McGinn argued it’s an important step, given that state law prevents Seattle from banning guns on city-owned property, such as parks and community centers.
“If people leave their guns at home, don’t bring them into these business establishments, we hope we can make the city safer,” said McGinn.
Leaders of Washington CeaseFire, which developed the idea, admit that this won’t stop determined killers, such as last year’s Café Racer shooter. But they argue it might stop disputes from escalating into deadly events, at least in the new places where guns now won’t be allowed.
“When you take the gun out of the equation, whether it’s the home or any place else and arguments might end up as fisticuffs,” said CeaseFire board chairman Ralph Fascitelli. “But they’re not going to end up in violence.”
Gun-rights groups took aim at the new proposal Monday.
“Gun-free zones are a piece of the problem,” said Alan Gottlieb, of the Bellevue-based Second Amendment Foundation. He noted that the elementary school in Newtown, Conn., was a gun-free zone, as was the movie theater in Aurora, Colo.
“Where do you have most of these mass crimes?” Gottlieb asked. “In gun free zones, because they are victim disarmament zones, and criminals can go there knowing they’re not going to be shot back at.”
Proponents of the gun-free businesses plan rejects the notion that armed, law-abiding citizens can effectively stop violent incidents.
“People don’t realize how difficult it is to get a gun if somebody’s going to jump on you, how difficult it is to shoot it accurately,” said Fascitelli. “They don’t understand how nervous you get, you know, when somebody takes you by surprise.”

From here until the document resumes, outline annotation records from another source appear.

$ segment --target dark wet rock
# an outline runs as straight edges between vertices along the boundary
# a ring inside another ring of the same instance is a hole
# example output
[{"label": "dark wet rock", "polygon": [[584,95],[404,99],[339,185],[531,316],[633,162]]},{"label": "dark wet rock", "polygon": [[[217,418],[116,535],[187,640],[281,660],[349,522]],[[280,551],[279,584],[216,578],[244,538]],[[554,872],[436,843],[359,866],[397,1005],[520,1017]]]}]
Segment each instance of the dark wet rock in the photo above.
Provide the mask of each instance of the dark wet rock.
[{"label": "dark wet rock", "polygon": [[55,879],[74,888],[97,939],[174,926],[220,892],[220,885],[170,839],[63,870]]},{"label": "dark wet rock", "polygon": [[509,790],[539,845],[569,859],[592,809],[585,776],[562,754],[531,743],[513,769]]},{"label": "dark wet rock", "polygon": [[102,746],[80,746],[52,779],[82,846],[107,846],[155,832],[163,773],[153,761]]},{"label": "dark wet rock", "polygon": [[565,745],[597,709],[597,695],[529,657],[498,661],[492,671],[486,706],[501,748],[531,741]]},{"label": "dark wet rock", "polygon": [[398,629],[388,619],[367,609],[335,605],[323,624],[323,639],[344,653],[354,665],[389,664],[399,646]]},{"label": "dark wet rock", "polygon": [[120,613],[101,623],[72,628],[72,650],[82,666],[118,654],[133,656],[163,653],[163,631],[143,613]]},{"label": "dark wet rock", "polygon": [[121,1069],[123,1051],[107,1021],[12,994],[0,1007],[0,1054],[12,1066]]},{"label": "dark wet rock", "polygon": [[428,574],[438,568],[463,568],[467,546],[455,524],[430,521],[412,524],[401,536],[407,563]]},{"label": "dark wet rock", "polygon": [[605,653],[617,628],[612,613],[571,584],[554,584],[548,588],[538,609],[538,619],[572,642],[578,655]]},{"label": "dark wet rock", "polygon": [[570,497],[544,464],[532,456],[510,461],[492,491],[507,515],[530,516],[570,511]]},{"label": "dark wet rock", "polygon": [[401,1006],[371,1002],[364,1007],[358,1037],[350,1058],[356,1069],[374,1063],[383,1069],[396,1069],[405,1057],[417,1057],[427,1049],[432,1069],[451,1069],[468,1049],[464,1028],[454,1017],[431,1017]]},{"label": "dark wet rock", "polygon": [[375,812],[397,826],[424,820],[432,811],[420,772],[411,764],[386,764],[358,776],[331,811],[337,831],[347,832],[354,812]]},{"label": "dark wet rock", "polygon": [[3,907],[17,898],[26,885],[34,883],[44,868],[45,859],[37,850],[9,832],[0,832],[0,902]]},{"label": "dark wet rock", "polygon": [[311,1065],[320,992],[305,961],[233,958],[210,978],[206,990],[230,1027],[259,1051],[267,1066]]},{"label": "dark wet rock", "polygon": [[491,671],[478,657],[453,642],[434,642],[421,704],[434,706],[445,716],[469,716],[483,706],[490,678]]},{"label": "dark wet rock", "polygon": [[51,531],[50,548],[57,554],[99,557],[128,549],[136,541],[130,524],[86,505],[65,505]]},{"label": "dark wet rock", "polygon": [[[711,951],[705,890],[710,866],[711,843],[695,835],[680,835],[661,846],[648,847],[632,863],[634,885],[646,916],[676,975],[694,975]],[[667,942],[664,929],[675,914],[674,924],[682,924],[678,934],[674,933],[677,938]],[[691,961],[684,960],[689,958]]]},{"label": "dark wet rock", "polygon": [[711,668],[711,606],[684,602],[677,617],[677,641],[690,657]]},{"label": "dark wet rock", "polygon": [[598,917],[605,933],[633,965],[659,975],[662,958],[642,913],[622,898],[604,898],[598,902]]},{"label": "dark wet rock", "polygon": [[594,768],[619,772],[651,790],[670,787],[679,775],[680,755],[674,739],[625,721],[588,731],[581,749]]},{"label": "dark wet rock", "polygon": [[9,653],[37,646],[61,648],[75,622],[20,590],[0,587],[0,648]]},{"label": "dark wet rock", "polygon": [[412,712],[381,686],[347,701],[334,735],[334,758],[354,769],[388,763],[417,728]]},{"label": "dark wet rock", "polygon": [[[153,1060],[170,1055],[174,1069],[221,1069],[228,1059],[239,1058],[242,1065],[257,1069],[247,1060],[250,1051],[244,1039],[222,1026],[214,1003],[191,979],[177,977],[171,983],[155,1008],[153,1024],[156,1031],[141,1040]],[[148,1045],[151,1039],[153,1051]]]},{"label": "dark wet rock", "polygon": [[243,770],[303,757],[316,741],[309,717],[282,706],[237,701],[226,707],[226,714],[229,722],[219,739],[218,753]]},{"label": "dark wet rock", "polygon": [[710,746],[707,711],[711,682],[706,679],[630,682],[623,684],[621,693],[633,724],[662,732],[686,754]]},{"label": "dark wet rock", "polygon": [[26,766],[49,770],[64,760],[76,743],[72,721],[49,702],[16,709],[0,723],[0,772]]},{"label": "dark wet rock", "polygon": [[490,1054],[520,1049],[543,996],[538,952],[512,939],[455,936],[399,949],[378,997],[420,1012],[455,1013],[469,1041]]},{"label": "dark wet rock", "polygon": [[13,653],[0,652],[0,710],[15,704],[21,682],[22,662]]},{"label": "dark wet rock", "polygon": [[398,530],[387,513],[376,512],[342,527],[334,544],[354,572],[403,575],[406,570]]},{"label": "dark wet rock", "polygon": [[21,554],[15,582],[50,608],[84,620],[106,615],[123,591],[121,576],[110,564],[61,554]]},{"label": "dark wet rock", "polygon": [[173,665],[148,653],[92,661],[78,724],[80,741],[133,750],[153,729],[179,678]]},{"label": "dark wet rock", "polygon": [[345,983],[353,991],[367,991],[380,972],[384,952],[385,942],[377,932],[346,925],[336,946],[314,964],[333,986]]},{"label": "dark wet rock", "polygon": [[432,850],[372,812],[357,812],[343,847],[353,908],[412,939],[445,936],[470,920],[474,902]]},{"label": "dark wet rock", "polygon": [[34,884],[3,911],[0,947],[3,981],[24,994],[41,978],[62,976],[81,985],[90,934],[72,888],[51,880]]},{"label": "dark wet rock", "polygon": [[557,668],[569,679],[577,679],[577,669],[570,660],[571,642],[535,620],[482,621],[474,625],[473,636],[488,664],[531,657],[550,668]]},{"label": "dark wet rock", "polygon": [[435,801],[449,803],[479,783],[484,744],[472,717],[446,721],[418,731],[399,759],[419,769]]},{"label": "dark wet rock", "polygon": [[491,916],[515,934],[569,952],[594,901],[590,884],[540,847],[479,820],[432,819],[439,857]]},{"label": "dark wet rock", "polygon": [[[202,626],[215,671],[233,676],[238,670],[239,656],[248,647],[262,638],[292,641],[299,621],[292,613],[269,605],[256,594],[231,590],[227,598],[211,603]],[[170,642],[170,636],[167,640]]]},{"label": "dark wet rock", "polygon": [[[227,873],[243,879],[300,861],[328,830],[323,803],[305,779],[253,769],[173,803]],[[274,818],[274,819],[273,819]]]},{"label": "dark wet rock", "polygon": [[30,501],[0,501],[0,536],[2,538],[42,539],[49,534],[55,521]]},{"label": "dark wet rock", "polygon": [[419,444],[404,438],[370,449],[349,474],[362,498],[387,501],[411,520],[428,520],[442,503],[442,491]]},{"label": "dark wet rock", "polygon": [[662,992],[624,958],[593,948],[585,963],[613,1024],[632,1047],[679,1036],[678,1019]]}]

Opponents vow to fight the mayor and others, including working to stop a restrictive gun-control initiative that is expected to make the ballot next year.
“It is a culture war,” said Gottlieb. “They have attacked our culture and we’re fighting back.”
Thirty businesses have already signed on to the gun-free zone program, including Café Racer, Molly Moon’s Ice Cream, Elliott Bay Books, and Sweatshop Yoga.